T. Hauschke: Wir sind schon lange im Kontext von ECLASS unterwegs (s. Kastentext), um in dieser Hinsicht Grundlagen zu schaffen, so wie sie auch die IDTA für den digitalen Zwilling beschreibt. Insofern haben wir ein großes Interesse daran, diese offenen Standards mitzugestalten und den Prozess aktiv zu begleiten. Aus meiner Sicht ist es genau der richtige Weg, jetzt Referenzanwendungen zu schaffen und Teilmodelle zu bilden, damit das Theoretische mit Erfahrungen aus der Praxis angereichert werden kann. Wie weit dies letztendlich geht, wird die Zukunft zeigen. Denn es ist entscheidend, wie Unternehmen das Thema umsetzen. Die Verwaltungsschale ist ein komplett neues Informationsmodell. Sie beschreibt und dokumentiert auf eine vollständig andere Art und Weise im Vergleich zu der Herangehensweise innerhalb der letzten 50 Jahre. Insbesondere vor dem Hintergrund, dass sehr viele Brownfield-Anlagen existieren, kann eine Umstellung eine gewisse Zeit in Anspruch nehmen. Für neue Anlagen ist dies sicherlich ein wichtiger Schritt, den man gehen muss.


 

tec.news: Werden die Aktivitäten von ECLASS und der IDTA zukünftig koordiniert?

T. Hauschke: ECLASS und die IDTA sind partnerschaftlich verbunden.  Wir sind auf einem sehr guten Weg, dass das Informationsmodell von ECLASS grundlegender Bestandteil der Verwaltungsschale ist, um aufzuzeigen, wie man Geräte klassifiziert und wie man sie beschreibt. ECLASS hat dazu das Informationsmodell entsprechend angepasst und um die sog. Asset-Applicationclass erweitert - ein perfektes Zusammenspiel.
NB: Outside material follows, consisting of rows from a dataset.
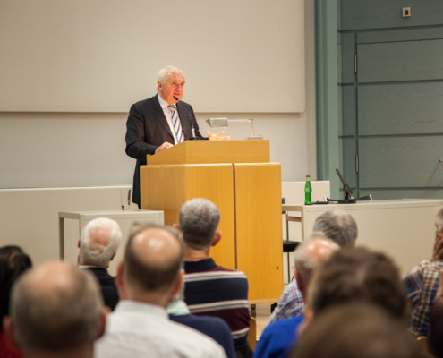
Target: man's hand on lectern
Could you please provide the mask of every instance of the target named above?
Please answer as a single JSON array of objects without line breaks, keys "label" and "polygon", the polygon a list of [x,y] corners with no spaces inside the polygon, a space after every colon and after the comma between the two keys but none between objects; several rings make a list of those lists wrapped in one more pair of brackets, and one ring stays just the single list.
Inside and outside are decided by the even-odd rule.
[{"label": "man's hand on lectern", "polygon": [[162,150],[167,149],[168,148],[174,147],[171,143],[165,141],[160,147],[158,147],[156,149],[156,154],[159,153]]},{"label": "man's hand on lectern", "polygon": [[209,141],[228,141],[231,139],[231,137],[228,137],[227,135],[223,135],[225,131],[219,132],[217,134],[212,134],[209,131],[206,132]]}]

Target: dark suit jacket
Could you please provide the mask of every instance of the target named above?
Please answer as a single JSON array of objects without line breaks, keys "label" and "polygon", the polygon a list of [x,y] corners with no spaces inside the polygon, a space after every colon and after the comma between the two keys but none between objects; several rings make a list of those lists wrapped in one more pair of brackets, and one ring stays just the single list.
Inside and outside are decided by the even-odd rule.
[{"label": "dark suit jacket", "polygon": [[[192,107],[185,102],[177,103],[178,115],[182,123],[184,139],[192,137],[192,121],[195,135],[201,137]],[[187,111],[186,111],[187,110]],[[146,156],[155,154],[165,141],[174,144],[174,136],[167,124],[157,95],[133,104],[126,122],[126,154],[137,159],[135,166],[132,202],[140,207],[140,166],[146,165]]]},{"label": "dark suit jacket", "polygon": [[105,305],[108,306],[112,311],[118,303],[118,291],[114,277],[107,273],[107,269],[101,268],[88,268],[98,280],[100,290],[103,295]]}]

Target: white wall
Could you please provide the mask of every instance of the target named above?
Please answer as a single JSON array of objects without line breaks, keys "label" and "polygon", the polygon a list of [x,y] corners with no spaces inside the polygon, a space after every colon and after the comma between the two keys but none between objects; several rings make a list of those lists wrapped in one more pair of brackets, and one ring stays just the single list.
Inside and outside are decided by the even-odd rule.
[{"label": "white wall", "polygon": [[[209,129],[204,122],[209,117],[253,117],[256,134],[270,140],[271,161],[282,164],[284,182],[302,181],[306,174],[315,180],[313,41],[313,0],[305,0],[305,112],[196,114],[202,132]],[[277,78],[272,90],[282,90],[284,81]],[[233,86],[253,90],[248,83]],[[146,93],[146,98],[152,95]],[[106,194],[90,196],[90,187],[96,187],[95,192],[106,192],[108,186],[132,184],[135,160],[124,154],[126,117],[125,113],[0,112],[0,188],[59,188],[55,193],[60,193],[47,207],[38,199],[41,192],[23,191],[17,201],[20,205],[15,205],[13,196],[0,191],[0,245],[17,243],[43,260],[56,259],[57,249],[49,252],[38,249],[42,241],[56,243],[54,213],[118,209],[118,197],[110,202]],[[238,124],[226,133],[242,139],[250,135],[250,129]],[[76,194],[62,194],[64,187],[78,187]],[[48,209],[53,214],[43,215]],[[49,234],[40,226],[51,227]]]}]

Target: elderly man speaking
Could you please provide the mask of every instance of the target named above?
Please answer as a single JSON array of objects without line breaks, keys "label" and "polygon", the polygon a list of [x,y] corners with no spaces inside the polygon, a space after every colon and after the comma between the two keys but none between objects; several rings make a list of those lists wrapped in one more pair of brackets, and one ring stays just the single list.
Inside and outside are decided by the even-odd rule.
[{"label": "elderly man speaking", "polygon": [[[166,66],[157,76],[157,95],[133,104],[126,123],[126,154],[137,159],[133,178],[132,202],[140,207],[140,166],[146,165],[146,156],[156,154],[195,136],[203,138],[192,107],[182,101],[184,74],[176,67]],[[226,140],[223,132],[209,140]]]}]

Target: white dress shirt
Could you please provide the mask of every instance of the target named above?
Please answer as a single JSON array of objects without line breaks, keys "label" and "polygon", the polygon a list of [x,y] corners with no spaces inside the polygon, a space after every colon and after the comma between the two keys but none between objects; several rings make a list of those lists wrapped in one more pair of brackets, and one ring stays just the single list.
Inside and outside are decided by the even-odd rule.
[{"label": "white dress shirt", "polygon": [[[158,93],[157,97],[158,98],[158,102],[160,102],[160,107],[161,109],[163,109],[163,113],[165,114],[165,116],[166,117],[167,124],[169,124],[169,128],[171,129],[171,132],[173,133],[174,137],[174,143],[172,144],[177,144],[177,136],[175,135],[175,131],[174,130],[174,124],[172,123],[171,119],[171,110],[167,107],[169,106],[169,103],[167,103],[165,99],[161,98],[161,96]],[[182,125],[182,121],[180,120],[180,116],[178,115],[178,110],[177,108],[177,104],[175,103],[173,105],[175,107],[175,110],[177,111],[177,118],[178,121],[180,122],[180,125]],[[183,126],[182,125],[182,131],[183,131]],[[183,140],[184,140],[184,132],[183,132]]]},{"label": "white dress shirt", "polygon": [[212,338],[169,320],[164,308],[124,300],[108,314],[94,357],[226,358],[226,354]]}]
Damit hat man kein proprietäres Format, denn ECLASS als Standard istdIEC-konform und maschinenlesbar. Wenn ich diese Basis der Maschine-zu-Maschine-Kommunikation nicht habe, hilft mir das beste Informationssystem nichts. In diese Richtung laufen enge Abstimmungen mit der IDTA, z.B. ist hier das digitale Typenschild zu nennen, welches beidseitig semantisch eng abgestimmt ist


 

tec.news: Wie sehen Sie den Aspekt der aktiven Verwaltungsschale aus der Perspektive von ECLASS?

T. Hauschke: Hier müssen meiner Ansicht nach noch viele Diskussionen geführt werden, da derzeit viele unterschiedliche Ansätze für die Live-Daten existieren. Wir beobachten da aktuell eine hohe Dynamik. ECLASS-seitig kann ich sagen, dass alles, was wir heutzutage abbilden, 1:1 in Richtung Digital Twin genutzt werden wird. Wir sind dabei sehr gut aufgestellt, diese Informationen im Klassifizierungssystem und in der Semantik zu verankern, so dass die Informationen darüber transportiert werden können.